Depuis le 17ème siècle, le Rwanda était un royaume dominé par les Tutsi. Le Roi et sa cour avaient une forte emprise sur le reste de la population. En 1885, à la suite de la conférence de Berlin de 1884 qui organisa le partage de l’Afrique entre les colonisateurs européens, le Rwanda devint un protectorat allemand. Le pays s’appuyait à ce moment-là sur un système de clientélisme instauré par la monarchie Tutsi, partant de la cour royale et se reproduisant à tous les niveaux de la société. Ce système fut maintenu sous le protectorat allemand qui l’instrumentalisa en vue d’imposer son propre mode d’administration. Ainsi, au-dessus de l’autorité royale, se trouvait désormais l’autorité du « Blanc », transformant le pouvoir suprême du Roi en pouvoir subalterne. C’était l'administration indirecte.
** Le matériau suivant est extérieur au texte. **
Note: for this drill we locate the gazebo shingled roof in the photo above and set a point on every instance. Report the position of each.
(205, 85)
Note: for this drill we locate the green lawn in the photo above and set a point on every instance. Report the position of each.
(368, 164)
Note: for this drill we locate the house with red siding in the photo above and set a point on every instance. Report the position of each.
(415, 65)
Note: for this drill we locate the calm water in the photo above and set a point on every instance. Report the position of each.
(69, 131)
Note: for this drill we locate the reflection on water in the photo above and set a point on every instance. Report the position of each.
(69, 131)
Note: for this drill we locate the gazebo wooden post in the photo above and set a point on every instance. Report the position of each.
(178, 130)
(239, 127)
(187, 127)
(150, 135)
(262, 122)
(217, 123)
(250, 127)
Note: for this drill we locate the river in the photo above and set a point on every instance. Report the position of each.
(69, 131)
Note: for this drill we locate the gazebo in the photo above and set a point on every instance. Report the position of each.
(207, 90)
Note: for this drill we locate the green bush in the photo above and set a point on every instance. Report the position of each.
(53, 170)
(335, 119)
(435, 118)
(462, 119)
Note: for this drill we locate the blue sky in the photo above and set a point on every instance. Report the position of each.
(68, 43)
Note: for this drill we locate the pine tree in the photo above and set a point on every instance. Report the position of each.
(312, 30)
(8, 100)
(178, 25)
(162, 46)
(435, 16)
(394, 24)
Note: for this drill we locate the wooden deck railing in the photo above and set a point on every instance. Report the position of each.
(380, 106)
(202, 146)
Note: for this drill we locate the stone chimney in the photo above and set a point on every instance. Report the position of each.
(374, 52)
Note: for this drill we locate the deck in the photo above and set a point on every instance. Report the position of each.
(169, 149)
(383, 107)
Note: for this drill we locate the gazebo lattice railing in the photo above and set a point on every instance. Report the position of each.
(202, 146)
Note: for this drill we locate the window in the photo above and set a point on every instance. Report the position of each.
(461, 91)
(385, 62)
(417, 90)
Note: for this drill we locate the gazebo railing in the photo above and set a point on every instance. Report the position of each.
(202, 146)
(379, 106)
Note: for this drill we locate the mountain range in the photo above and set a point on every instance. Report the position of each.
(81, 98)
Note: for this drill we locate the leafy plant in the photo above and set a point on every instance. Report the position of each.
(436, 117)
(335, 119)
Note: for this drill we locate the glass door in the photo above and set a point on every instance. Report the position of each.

En 1916, l’Allemagne, affaiblie par la 1ère guerre mondiale, perdit son protectorat sur le Rwanda. En 1919, le traité de Versailles confia alors la tutelle du Rwanda à la Belgique, qui l’administra jusqu’à l’indépendance en 1962. Se fondant sur la thèse hamitique raciale, les autorités coloniales belges et le clergé catholique qui constituait leur allié, considérèrent les Tutsi comme plus proches de la race blanche, et donc supérieurs aux Hutu et aux Twa de race négroïde. Cette thèse donna lieu, surtout entre 1926 et 1932, à plusieurs décisions aux conséquences désastreuses. Ainsi, l’accès aux administrations publiques et à l’enseignement fut presque exclusivement réservé aux Tutsi. Cette stratégie politique permit aux Tutsi en général d'acquérir un ascendant sur la population Hutu, ce qui accentua la division sur base ethnique déjà existante. La délivrance, en 1931, d’une carte d’identité à chaque Rwandais indiquant l’ethnie, posa les jalons d'une séparation systématique des Hutu, des Tutsi et des Twa. Elle ancra surtout le clivage ethnique entre les deux premiers, ce qui permit de polariser tous les enjeux sociaux autour de cette dualité Hutu/Tutsi.

Cette politique dura environ trois décennies. Puis, subitement, vers la fin des années 1950, les autorités coloniales et le clergé belges changèrent radicalement leur stratégie politique et décidèrent de favoriser les Hutu au détriment des Tutsi. Une des raisons officielles avancées à l'époque fut que les Belges avaient soudainement pris conscience de l'injustice, réelle, infligée aux Hutu. C'est une hypothèse. Toutefois, une autre explication tout aussi réaliste existe. En effet, le vent de la décolonisation soufflait à l’époque sur l'Afrique, et les élites Tutsi commençaient à réclamer timidement l'indépendance et le départ du colonisateur belge. Aussi, ce dernier décida de remplacer l’ensemble de ses collaborateurs Tutsi par une élite issue du groupe Hutu.

En 1957, fut rédigé le livret intitulé Manifeste des Bahutu, qui exigeait l’entrée des Hutu dans les sphères politique, économique et sociale du pays. Le soutien de la Belgique à ces revendications eut pour conséquences la révolution Hutu de 1959, qui chassa les Tutsi du pouvoir, et le remplacement, le 28 janvier 1961, de la monarchie par une République. L’indépendance du Rwanda fut proclamée le 1er juillet 1962. Ces changements politiques se passèrent hélas dans un contexte de violence, la résistance de l'élite Tutsi fut en effet durement réprimée. De nombreuses maisons furent incendiées, et on dénombra plusieurs centaines de morts. Ces pogroms entraînèrent l’exil de plusieurs milliers de Tutsi vers les pays limitrophes.